Antisemitische Positionen gehören von Beginn an zur AfD

Die Hamburger Partei tut so, als unterschiede sich „der Hamburger Kurs“ wesentlich von den völkischen Positionen in der AfD. Doch im Herbst 2018 lud die Schatzmeisterin und Bezirksvorsitzende von Hamburg-Mitte, Nicole Jordan, André Poggenburg in ihr Privathaus ein, damit er dort geschützt auftreten kann (Protest gegen die AfD: Große Gegendemo bei Poggenburg-Auftritt in Wilhelmsburg, Morgenpost, 18. Oktober 2018).

Alexander Wolf, heutiger Fraktionsvorsitzender der Hamburger AfD, ist Mitglied der rechtsextremen Burschenschaft Danubia und hat in den 1990er Jahren ein Liederbuch herausgegeben, in dem auch Hymnen der Hitler-Jugend abgedruckt sind. Für die Hamburger AfD gilt also, was der Historiker Michael Wildt in seiner Studie Volk, Volksgemeinschaft, AfD bereits über die Partei unter Frauke Petrys Führung feststellte: Sie arbeite an einer „Entsorgung“ der deutschen Geschichte, indem sie so tut, als könnten Bestandteile der Nazi-Ideologie eine harmlose, „vom Nationalsozialismus unabhängige Bedeutung“ haben.

Und wie hält es die Hamburger AfD mit dem nördlicheren Landesverband? 2019 war in Schleswig-Holstein Doris von Sayn-Wittgenstein zur Vorsitzenden gewählt worden, zu derem Freundeskreis, wie die tageszeitung im August dieses Jahres berichtete, das ganze Spektrum der extremen Rechten gehört, von ehemaligen SS-Mitgliedern bis zu Verfechter*innen einer Reichsideologie. Sayn-Wittgenstein unterstützte nicht nur den rechtsextremen Verein „Gedächtnisstätte“, sondern plauderte auf einer Compact-Konferenz freimütig über ihren politischen Werdegang (Andreas Speit: Parteiausschluss für Landesvorsitzende. AfD schiebt Sayn-Wittgenstein ab, tageszeitung, 28. August 2019).
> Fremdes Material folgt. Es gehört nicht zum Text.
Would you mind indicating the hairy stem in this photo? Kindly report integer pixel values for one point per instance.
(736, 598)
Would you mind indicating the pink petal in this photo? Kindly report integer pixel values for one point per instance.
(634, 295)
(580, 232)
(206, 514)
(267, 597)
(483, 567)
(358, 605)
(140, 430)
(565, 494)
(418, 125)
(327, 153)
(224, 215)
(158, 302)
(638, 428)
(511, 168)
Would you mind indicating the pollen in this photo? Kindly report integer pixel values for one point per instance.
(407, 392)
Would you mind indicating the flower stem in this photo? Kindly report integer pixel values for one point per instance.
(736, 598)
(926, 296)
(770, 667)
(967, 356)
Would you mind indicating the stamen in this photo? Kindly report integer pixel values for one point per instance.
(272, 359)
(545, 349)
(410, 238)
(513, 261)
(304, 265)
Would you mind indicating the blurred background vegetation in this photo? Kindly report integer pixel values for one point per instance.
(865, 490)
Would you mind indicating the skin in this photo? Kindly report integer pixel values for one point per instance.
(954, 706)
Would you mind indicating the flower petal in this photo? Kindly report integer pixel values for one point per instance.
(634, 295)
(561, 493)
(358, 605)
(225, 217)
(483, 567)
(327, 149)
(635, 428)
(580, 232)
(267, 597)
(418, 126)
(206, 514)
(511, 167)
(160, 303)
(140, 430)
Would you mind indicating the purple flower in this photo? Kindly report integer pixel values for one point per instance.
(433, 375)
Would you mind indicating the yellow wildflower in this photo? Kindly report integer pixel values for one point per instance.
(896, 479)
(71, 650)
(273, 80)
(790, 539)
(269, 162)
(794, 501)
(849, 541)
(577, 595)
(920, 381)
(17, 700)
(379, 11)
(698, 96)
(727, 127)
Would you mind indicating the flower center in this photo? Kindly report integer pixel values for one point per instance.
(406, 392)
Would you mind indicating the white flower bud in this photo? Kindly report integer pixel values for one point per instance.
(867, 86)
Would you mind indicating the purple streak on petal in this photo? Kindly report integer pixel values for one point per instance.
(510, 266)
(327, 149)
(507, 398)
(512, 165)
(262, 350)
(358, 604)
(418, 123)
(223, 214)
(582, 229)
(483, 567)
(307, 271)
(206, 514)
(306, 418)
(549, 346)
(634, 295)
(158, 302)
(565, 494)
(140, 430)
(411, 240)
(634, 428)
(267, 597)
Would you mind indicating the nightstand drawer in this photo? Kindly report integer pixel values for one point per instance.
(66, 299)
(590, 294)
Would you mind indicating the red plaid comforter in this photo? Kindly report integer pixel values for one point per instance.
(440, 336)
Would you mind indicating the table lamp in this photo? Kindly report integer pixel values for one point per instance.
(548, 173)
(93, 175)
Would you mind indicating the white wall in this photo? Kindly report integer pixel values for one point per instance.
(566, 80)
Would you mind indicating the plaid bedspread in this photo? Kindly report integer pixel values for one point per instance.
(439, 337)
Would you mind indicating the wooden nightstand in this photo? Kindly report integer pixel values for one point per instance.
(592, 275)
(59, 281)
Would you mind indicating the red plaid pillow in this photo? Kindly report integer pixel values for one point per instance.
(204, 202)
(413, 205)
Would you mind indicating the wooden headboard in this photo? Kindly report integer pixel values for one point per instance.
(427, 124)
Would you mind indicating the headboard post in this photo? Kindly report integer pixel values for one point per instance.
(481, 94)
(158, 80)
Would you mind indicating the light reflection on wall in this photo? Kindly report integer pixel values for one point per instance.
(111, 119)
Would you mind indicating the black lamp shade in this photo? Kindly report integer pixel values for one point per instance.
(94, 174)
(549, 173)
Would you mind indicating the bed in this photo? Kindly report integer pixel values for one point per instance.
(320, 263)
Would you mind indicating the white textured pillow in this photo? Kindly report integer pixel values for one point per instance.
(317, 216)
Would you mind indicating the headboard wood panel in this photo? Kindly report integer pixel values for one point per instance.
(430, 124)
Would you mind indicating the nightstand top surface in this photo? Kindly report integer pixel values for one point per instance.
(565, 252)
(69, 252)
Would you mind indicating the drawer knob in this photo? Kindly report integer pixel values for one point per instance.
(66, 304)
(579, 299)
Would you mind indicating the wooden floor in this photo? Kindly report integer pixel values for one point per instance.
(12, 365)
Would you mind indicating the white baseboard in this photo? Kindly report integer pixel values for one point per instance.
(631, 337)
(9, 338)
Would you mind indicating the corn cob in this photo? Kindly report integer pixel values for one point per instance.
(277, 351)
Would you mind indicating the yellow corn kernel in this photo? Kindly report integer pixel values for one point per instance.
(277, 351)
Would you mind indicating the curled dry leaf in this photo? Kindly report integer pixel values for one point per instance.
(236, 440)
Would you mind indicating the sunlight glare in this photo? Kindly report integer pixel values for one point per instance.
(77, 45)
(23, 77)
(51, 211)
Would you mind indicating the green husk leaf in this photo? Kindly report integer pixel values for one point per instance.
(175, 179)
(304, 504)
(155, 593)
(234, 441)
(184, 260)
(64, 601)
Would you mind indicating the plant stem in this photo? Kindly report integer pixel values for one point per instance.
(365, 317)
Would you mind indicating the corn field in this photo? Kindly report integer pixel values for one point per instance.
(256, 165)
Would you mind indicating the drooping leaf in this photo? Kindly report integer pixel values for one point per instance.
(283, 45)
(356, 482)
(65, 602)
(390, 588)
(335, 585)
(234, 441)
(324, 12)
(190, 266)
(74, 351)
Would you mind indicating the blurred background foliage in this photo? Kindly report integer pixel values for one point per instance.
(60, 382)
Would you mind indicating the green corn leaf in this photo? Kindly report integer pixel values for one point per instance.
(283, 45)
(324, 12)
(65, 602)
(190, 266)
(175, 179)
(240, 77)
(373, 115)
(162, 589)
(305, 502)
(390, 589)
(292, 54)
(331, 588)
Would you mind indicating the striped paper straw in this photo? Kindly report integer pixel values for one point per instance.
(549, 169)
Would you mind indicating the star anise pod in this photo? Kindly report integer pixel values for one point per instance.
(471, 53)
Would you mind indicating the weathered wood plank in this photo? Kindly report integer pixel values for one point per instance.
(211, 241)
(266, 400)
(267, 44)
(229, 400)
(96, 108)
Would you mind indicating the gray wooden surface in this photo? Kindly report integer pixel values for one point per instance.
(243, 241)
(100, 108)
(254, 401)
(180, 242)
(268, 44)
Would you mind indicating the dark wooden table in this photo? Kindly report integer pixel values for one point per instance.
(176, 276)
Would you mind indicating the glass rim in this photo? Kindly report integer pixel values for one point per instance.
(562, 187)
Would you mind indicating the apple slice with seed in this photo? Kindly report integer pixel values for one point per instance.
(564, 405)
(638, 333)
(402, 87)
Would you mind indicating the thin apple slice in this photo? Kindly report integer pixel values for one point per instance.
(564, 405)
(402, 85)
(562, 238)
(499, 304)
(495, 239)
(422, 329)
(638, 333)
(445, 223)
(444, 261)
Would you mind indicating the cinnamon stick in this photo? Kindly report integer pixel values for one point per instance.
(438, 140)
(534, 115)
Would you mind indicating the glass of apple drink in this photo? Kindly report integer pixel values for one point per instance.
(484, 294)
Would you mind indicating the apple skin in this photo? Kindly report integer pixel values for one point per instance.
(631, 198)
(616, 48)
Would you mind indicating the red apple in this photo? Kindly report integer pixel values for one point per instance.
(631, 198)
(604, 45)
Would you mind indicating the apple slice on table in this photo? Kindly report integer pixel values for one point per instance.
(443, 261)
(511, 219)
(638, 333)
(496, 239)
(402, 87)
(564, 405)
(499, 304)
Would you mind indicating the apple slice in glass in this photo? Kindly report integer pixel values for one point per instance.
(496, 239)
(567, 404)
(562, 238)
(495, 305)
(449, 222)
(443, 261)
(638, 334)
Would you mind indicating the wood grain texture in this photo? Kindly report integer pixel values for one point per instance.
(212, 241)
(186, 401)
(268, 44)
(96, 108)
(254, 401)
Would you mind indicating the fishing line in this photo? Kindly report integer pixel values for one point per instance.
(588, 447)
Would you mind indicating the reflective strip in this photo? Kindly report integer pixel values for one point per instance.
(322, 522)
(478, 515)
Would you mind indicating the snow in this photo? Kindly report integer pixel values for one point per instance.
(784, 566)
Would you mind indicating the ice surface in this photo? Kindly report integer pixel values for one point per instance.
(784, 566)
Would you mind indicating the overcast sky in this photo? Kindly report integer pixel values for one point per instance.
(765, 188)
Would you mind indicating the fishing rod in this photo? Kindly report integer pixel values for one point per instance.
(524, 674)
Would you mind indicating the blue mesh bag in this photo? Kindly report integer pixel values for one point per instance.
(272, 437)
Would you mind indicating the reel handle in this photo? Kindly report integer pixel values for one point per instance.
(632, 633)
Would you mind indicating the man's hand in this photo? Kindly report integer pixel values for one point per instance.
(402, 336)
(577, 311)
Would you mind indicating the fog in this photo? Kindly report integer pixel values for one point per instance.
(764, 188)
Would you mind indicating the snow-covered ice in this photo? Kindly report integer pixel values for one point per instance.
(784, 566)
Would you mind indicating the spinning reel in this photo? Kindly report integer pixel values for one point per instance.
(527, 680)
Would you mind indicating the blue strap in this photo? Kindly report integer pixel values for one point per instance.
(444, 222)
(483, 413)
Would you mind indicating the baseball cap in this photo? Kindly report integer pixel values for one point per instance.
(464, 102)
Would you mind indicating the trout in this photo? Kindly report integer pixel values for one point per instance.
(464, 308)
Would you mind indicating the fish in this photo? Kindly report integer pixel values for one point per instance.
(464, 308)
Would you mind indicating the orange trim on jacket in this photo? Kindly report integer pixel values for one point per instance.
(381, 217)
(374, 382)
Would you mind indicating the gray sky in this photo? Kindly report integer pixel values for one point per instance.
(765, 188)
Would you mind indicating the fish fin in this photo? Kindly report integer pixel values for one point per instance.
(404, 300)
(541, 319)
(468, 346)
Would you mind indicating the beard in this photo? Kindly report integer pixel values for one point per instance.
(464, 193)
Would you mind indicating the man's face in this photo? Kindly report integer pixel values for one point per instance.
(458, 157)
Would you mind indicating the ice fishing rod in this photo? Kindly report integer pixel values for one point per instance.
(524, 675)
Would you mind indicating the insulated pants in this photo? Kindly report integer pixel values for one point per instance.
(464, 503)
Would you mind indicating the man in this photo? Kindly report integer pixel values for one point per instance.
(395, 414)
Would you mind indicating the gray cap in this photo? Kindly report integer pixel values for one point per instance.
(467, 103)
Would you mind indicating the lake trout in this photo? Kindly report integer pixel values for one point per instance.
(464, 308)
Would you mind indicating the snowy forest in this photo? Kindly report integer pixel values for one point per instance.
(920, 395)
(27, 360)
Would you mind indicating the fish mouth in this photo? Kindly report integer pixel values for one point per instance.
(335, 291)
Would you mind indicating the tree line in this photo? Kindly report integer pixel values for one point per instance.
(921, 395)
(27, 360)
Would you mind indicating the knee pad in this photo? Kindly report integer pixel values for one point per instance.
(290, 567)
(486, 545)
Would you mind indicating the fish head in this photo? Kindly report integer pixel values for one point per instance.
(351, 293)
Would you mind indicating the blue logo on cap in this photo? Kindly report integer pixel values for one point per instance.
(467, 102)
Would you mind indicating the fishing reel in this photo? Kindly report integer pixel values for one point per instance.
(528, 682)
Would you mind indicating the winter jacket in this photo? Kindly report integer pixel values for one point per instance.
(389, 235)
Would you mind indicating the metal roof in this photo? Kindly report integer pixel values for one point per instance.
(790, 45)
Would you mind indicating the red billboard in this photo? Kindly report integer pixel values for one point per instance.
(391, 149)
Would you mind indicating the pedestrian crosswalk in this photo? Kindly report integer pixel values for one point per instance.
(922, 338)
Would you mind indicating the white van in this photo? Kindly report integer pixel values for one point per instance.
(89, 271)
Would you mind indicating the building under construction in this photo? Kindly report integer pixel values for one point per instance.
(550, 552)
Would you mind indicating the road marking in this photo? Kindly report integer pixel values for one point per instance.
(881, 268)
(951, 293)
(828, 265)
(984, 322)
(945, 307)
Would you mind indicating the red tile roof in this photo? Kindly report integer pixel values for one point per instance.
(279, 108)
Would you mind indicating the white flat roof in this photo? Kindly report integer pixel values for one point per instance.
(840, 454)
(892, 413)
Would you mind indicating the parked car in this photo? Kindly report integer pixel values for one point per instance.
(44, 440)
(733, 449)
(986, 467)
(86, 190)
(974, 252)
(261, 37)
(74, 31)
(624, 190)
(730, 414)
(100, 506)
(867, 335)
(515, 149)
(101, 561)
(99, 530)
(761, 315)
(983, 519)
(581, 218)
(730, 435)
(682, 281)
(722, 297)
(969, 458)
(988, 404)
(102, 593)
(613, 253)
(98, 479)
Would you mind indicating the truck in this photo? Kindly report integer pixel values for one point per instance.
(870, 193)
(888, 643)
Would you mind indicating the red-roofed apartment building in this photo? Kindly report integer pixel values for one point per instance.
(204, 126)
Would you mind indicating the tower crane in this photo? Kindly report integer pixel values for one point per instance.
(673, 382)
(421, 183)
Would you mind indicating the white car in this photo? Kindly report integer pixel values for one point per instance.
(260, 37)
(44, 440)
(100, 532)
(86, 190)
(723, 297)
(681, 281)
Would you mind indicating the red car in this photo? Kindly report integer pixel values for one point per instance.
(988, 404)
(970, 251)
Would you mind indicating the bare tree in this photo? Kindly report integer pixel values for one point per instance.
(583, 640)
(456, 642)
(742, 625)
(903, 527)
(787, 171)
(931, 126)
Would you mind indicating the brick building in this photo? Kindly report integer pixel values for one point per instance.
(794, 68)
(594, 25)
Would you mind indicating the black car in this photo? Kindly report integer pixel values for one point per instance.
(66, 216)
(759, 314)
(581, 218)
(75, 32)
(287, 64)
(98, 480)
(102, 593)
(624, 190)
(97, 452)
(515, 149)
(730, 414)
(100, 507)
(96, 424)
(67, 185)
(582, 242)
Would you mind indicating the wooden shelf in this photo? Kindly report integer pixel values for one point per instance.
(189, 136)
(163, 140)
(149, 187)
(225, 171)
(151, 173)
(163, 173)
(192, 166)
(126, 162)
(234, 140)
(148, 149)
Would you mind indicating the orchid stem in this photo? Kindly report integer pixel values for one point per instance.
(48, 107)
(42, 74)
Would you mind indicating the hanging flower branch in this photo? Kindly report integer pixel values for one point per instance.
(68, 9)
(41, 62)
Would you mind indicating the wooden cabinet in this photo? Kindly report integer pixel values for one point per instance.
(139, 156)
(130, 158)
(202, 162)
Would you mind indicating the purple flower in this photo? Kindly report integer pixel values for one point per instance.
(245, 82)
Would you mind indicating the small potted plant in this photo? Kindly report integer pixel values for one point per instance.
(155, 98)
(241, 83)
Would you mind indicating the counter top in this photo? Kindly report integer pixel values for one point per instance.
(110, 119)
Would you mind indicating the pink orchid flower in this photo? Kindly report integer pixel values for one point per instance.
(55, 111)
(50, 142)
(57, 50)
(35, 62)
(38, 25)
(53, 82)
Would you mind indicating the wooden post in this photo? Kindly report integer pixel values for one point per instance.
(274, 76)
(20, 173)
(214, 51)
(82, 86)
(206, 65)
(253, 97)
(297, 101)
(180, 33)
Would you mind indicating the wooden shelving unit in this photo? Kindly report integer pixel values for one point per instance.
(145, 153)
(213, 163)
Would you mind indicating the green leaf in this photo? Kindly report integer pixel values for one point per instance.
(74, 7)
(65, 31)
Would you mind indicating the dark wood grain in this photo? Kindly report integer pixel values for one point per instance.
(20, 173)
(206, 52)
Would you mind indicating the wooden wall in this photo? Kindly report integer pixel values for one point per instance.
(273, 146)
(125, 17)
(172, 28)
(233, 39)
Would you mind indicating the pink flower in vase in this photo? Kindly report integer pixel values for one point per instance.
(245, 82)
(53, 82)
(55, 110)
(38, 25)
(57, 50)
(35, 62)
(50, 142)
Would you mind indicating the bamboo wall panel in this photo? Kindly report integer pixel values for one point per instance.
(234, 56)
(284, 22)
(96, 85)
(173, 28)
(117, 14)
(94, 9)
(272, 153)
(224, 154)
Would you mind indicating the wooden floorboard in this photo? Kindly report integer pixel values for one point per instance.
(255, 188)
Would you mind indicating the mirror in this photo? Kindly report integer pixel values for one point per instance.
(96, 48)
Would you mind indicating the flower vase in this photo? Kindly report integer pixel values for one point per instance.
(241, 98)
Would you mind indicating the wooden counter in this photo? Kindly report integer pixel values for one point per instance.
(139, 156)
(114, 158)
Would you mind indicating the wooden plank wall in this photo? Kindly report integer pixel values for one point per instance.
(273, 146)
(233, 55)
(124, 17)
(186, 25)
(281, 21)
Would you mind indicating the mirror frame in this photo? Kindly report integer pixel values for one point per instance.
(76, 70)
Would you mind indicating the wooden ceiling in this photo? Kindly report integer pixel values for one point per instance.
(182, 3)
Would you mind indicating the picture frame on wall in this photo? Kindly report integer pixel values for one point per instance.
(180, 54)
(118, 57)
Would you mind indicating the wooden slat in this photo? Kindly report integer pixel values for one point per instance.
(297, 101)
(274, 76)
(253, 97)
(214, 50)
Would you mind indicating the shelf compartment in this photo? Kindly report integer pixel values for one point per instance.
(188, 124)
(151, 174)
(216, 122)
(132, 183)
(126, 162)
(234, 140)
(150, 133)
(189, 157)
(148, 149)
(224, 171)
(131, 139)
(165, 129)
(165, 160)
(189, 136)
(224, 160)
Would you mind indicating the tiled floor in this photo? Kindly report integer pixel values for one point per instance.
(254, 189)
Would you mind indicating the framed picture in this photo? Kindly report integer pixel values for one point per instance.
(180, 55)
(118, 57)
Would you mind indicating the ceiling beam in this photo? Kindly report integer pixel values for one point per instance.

Wolf bagatellisiert die Gefahr durch militante Rechtsextreme

Als die Hamburger AfD 2018 für den Stadtstaat eine eigene Antisemitismusbeauftragtenstelle forderte, hätte sie bereits viel gegen Judenhass von AfD-Mitgliedern und von Neonazis tun können. Martin Hohmann, den die CDU 2003 wegen seiner geschichtsrevisionistischen Rede ausgeschlossen hatte, sitzt seit 2017 für die AfD im Bundestag, Wolfgang Gedeon, der sich sogar auf die antisemitische Fälschung Die Protokolle der Weisen von Zion beruft, ist nach wie vor Mitglied der Partei. In Chemnitz war Ende August 2018 das jüdische Lokal von Vermummten angegriffen worden, wenige Tage vor dem Aufmarsch der AfD-Prominenz mit Neonazis.

Noch im Juli 2018 vertrat die Hamburger AfD hingegen die Ansicht, dass „der in den Medien gern beschworene sogenannte ‚rechte‘ Antisemitismus wohl ein aufgebauschtes Problem“ sei. Dabei hilft der AfD das schlechte Gedächtnis der Mehrheitsgesellschaft und eine bemerkenswert träge deutsche Innenpolitik. Dass eine Münchner Nazi-Gruppe Anschläge 2003 auf jüdische und muslimische Einrichtungen und Einzelpersonen vorbereitete, geriet ebenso schnell in Vergessenheit wie die vielen rechtsextremen Vorfälle in West- und Ostdeutschland vor und nach 1989.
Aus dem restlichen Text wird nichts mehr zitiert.